Given the text, “hello Miami!”
When I ask voiceOutput to speak the text
Then I should get an audio response in return.

I then started to chip away. Nothing was talking. No sounds or audio files were connected to my code. It was just how I remember it. The sweet smell of JUnit… err… OCUnit… or SenTest…somethin’ or other… I began to dream while I wrote test after test each followed by implementation logic. “What will the end picture look like?” Lower level details tried to sneak into my head but I fought them off… each time refocusing on the test before me. The task was only to accept text input and respond with an audio stream.

From the onset it seems difficult if not impractical. How does one validate that the voice engine is working? How do you verify the thing speaks… with sound your ears can pick up? How does it all work with unit tests? I tend to get tripped up on these details just as much as anyone who picks up TDD. When you look at the same problem, the same question with a slightly different view (in reverse even) it becomes obvious. Put the “D” in front of TDD. We aren’t testing, we’re designing! It’s Design Driven-by Tests or DDT. If you think test you think things like “how can I plug my ear drum into SenTestCase?”, or “how can I wire my optic nerve up to the JUnit Test runner?” When you think design you no longer care if it works right you care if you have the right works. So back to my original question, “How does one validate that the voice engine is working?” Let’s instead ask “How does one build the right voice engine?” The voice engine is right when it answers the question. The question become the point of focus. The question is the specification. So I don’t verify audio output. I verify the interface or logic in between. I didn’t write the voice engine code so verifying it is a wasted exercise. I only care about the code that sits between my phone and the voice engine.

On the outside I know that my phone code deals with english sentences. I also know that it is rather complicated so changing it to “fit into” a voice engine would be an exercise in complexity. So now that I’m not testing audio output or the engine that produces it I can totally forget about what the engine expects… for now. I continue design with specs and answers to specs. as long as my code returns an audio stream on the outside, I know I’m finished. The converter code is looking a lot more simple than one would imagine. I then know that I’l need to get the stream from somewhere. So I write the code to get the audio data from another thing. (Here’s where I make a subtle mis-step.) I start thinking about caching. Because I’m worried about cell network latency I want to include an on-device cache.

I continue adding a test that states (literally) that I’ll probably need a cache. The test asks for text to be converted to audio without using a cache then triggers a test failure if an exception isn’t thrown. The failure message states something like, “an exception should be thrown if a cache is not configured.” I satisfy this requirement and add more tests that anticipate cache inquiries prior to any conversion.
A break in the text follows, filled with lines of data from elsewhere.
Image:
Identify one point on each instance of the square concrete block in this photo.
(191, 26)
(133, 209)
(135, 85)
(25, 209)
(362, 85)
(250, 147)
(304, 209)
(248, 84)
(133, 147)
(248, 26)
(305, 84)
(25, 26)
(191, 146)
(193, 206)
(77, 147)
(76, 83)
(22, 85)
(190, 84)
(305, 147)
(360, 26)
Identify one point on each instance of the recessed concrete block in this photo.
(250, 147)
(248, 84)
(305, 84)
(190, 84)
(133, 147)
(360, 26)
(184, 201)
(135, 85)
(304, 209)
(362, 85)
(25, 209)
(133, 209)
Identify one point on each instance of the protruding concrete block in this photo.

I use the self-shunt pattern rather than OCMock objects because I don’t want to add a framework (layer of complexity) to my project just yet. I drive on with more tests that eventually shape the cache and also a network data provider that only exists as a protocol (analogous to a Java interface). I’m feeling good at this point. Not finished, not even close… but I have good progress with a relatively small amount of code. I’m also feeling slightly more comfortable with both XCode and Objective C. I feel best about the fact that I can actually test drive a feature that would likely seem impossible to most developers. That along with the fact that I managed to do an acceptable demo to our Senior VP team, one that got people giving the thumbs up. I think I can sleep well tonight.